そして殿下は魔法操作と言った。本当は魔力を操作しているのだけれど、勘違いしているのならその方が都合がいい。
「個人的距離を守れない人にちょうどいい魔法なんです。では、本を見せてもらえますか?」
そこまでして本を読みたいわけではないが、話題を変える口実として使わせてもらった。また迫られでもしたら面倒だ。
「確かにちょうどいい魔法だね。とても慣れているようだ。もしかして、君に迫ってきた男が私以外にもいたのかな?例えば…君の彼氏だというイルは?応えてくれたら本を見せるよ。」
(…めげない方ね。まさかの雷が藪蛇になるなんて…でも、こんな状況になるって誰が予想できるのよ。)
私は仕方がないと思い、正直に答える。
「面倒な輩はどこにでもいますからね。雷はとても便利使いできるんですよ。でもイルに対しては使いません。アシル様みたいに迫ってきたりしませんから。」
「……へぇ。」
殿下の声のトーンが下がる。お兄様と比べるような発言が良くなかったようだ。さらに重々しい雰囲気になってしまった。

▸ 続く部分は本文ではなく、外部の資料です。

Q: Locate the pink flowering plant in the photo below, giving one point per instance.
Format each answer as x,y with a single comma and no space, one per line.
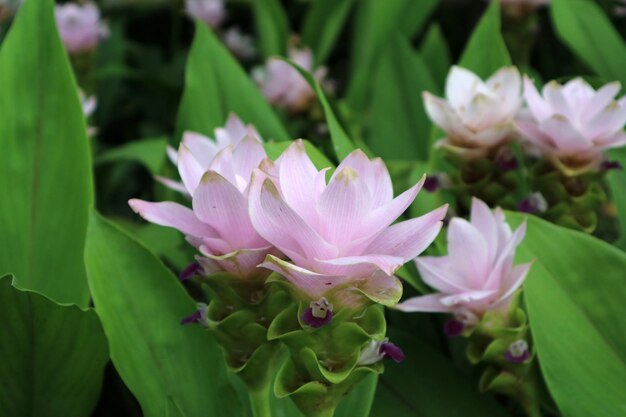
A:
312,208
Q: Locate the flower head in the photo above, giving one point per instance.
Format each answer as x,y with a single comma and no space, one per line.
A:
476,115
477,274
211,12
218,224
338,236
283,85
573,124
80,26
197,152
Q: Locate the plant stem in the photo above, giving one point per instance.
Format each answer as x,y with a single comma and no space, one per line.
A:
260,401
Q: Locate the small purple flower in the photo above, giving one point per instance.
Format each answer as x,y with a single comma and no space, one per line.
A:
319,313
453,328
190,271
505,159
518,352
199,316
534,203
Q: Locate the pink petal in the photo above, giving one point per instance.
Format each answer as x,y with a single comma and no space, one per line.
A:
373,173
426,303
280,225
172,215
409,238
217,202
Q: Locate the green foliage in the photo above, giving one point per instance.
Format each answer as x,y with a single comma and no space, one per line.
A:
53,356
399,127
575,298
45,185
426,384
583,27
486,51
140,303
216,85
323,23
342,145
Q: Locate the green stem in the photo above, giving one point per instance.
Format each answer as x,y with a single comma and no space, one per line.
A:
260,401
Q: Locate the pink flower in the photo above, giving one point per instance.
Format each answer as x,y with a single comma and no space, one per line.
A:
338,236
211,12
283,85
197,152
477,274
573,124
476,115
218,225
80,26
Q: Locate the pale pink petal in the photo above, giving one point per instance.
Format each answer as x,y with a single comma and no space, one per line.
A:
172,215
430,303
537,105
218,203
409,238
342,207
189,169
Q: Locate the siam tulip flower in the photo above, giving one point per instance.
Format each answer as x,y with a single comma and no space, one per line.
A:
218,224
197,152
477,116
573,124
239,44
211,12
80,26
338,236
283,85
477,275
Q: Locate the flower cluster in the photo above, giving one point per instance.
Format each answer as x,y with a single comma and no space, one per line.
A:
80,26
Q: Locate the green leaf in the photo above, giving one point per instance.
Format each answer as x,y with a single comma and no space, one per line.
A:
342,145
375,23
216,85
575,296
148,152
323,23
45,179
52,356
274,149
436,53
486,51
583,27
426,384
140,304
272,26
399,127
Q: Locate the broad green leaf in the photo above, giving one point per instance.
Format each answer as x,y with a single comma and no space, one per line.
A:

(こ、怖い。盗賊に囲まれた時より怖いわ。というより気まずいわ。)
「まぁいいよ。これから距離を詰めていくから覚悟しておいてね。楽しみにしてくれていたようだし、持ってきた本を見せてあげるよ。」
やっと話題が本に移ったようだ。まだ1日は始まったばかりなのにどっと疲れてしまった。そこまで期待してはいなかったけれど、せっかくなので待望の本を見せてもらうことにした。
……
……
2人で本について話し合う。
本が思っていたよりも面白く、殿下との距離をそっちのけで集中してしまった。結局、読んでいる間に殿下はぴたりと私の隣にくっついている。ただ、本当に隣に座っているだけなので、もう殿下を咎めるのはやめた。咎めるとまた面倒な話になりそうだったし、むしろ気にしなければ居心地はさほど悪くない。少しずつ殿下の扱いに慣れてきた。
本の内容はセレリィブルグ王国の神話についてだった。この世界は神が創造し、セレリィブルグ王国は神の力を引き継いだ王国として書かれていた。その神の力というのは何なのか。神は存在するのか。分からないことは多いけれど色々な説があるようだ。

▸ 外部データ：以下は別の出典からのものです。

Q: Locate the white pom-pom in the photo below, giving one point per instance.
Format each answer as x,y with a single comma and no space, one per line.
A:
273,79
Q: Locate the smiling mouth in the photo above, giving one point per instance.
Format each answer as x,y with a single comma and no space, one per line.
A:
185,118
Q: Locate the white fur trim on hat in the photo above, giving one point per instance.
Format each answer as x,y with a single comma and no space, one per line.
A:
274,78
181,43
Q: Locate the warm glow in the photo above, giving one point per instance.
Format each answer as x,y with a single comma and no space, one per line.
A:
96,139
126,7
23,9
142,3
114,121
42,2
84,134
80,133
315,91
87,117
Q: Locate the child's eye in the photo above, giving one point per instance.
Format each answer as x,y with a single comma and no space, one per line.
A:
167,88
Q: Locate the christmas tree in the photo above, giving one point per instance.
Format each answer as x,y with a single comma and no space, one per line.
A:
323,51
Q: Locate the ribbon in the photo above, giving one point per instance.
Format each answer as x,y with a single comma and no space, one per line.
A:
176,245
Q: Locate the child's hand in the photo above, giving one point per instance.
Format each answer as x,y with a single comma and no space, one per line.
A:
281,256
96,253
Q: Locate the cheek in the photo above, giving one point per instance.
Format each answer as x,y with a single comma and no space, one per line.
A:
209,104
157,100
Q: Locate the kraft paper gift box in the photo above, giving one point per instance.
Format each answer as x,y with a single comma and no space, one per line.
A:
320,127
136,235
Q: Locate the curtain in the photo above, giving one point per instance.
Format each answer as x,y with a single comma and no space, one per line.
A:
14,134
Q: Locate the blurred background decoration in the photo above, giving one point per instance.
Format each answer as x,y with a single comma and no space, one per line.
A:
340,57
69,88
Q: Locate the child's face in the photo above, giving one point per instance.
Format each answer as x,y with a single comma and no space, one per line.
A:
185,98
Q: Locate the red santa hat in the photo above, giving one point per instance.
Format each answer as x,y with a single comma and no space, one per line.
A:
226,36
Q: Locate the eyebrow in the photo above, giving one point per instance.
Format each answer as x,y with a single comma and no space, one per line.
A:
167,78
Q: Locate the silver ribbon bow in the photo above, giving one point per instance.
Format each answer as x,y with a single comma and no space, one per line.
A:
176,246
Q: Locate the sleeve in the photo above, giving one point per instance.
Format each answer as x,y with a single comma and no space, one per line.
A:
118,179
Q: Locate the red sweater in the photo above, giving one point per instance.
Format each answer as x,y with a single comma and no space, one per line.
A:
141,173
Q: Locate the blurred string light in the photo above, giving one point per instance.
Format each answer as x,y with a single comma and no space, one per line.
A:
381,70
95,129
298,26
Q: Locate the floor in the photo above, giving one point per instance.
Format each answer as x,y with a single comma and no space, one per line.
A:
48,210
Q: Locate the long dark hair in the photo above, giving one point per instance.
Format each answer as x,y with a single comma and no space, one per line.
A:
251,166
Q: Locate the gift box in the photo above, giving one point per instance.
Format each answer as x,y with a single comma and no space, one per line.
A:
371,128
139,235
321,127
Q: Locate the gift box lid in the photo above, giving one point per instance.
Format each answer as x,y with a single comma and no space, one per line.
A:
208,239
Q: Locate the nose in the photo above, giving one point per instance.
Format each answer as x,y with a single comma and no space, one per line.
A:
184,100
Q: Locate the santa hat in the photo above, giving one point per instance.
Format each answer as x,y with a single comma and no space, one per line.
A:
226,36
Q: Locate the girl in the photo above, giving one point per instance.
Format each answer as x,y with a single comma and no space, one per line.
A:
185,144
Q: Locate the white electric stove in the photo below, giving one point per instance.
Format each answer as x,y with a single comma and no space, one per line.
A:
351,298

(思ったより興味を惹く内容だったわ。神話なんて今まで調べたことがなかったけれど、前世のこともあるし、研究してみようかしら。)
「この本、気に入ったようだね。嬉しいよ。」
殿下は私の様子をみて、嬉しそうに聞いてくる。この様子だと殿下ご自身で本を選んだようだ。忙しい立場のはずなのに少し申し訳ない気持ちになった。せめて感謝だけでも伝えようと思い答える。
「はい。面白い内容でした。ありがとうございます。」
「また本を持ってくるよ。どんな内容の本がいいかな?」
(どうせ何を言っても殿下は来るわよね。申し訳ないけれど、それなら本を頼んだ方が楽しみもあっていいわ。)

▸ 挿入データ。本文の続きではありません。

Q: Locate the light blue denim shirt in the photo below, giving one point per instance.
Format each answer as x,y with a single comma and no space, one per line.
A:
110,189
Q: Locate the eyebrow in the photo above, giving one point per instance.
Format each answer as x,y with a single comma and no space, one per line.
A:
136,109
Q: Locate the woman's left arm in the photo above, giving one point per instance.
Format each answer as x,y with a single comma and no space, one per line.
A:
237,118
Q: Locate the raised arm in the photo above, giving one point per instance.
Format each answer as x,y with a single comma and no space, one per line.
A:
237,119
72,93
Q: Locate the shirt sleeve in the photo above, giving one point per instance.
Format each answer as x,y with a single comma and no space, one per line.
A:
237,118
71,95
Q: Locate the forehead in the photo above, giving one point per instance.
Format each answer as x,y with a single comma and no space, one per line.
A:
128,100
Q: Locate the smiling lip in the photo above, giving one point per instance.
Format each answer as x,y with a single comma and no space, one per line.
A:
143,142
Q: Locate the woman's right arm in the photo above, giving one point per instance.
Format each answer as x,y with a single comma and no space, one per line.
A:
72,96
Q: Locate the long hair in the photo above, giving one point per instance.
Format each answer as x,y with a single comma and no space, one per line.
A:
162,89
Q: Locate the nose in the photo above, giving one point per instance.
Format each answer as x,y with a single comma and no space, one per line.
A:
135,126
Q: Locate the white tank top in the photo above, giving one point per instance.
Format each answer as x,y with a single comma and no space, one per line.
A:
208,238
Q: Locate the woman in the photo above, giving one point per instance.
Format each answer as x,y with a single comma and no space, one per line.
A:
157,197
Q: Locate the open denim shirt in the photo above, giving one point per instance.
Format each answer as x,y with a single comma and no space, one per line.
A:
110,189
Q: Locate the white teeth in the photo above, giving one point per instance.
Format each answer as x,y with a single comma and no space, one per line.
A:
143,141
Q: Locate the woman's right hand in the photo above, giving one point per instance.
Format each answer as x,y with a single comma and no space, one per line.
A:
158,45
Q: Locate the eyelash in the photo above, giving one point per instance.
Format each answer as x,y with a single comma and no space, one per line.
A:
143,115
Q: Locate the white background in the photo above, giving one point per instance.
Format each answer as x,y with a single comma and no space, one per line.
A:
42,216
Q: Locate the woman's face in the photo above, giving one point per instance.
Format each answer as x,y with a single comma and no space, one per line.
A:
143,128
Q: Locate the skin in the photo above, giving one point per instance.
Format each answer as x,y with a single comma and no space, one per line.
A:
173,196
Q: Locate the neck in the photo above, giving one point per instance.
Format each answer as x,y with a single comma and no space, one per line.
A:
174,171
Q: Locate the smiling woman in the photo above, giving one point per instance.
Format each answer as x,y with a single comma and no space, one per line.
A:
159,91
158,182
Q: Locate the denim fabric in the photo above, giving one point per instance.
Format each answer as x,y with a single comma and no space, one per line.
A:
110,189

「では、また神話について書かれている本をお願いできますか?」
「ははっ。本当に気に入ってくれたみたいだ。その本、君にあげるよ。」
「いいんですか?」
「いいよ。君は宝石や装飾品をあげても喜ばないだろうしね。…私は貴女の喜ぶ顔が見たいんだ。」
また、殿下は嬉しそうに手で私の頬に触れ、目を細めて私を見つめる。本当に私のことが好きなようだ。
(でも、私は殿下の気持ちに応えられない。これ以上私のせいで不幸になる人を見たくない。)
…
殿下は次の青の日に来ると言って嬉しそうに帰って行ったが、私は複雑な気持ちを抱いて、帰る殿下の後ろ姿を見送った。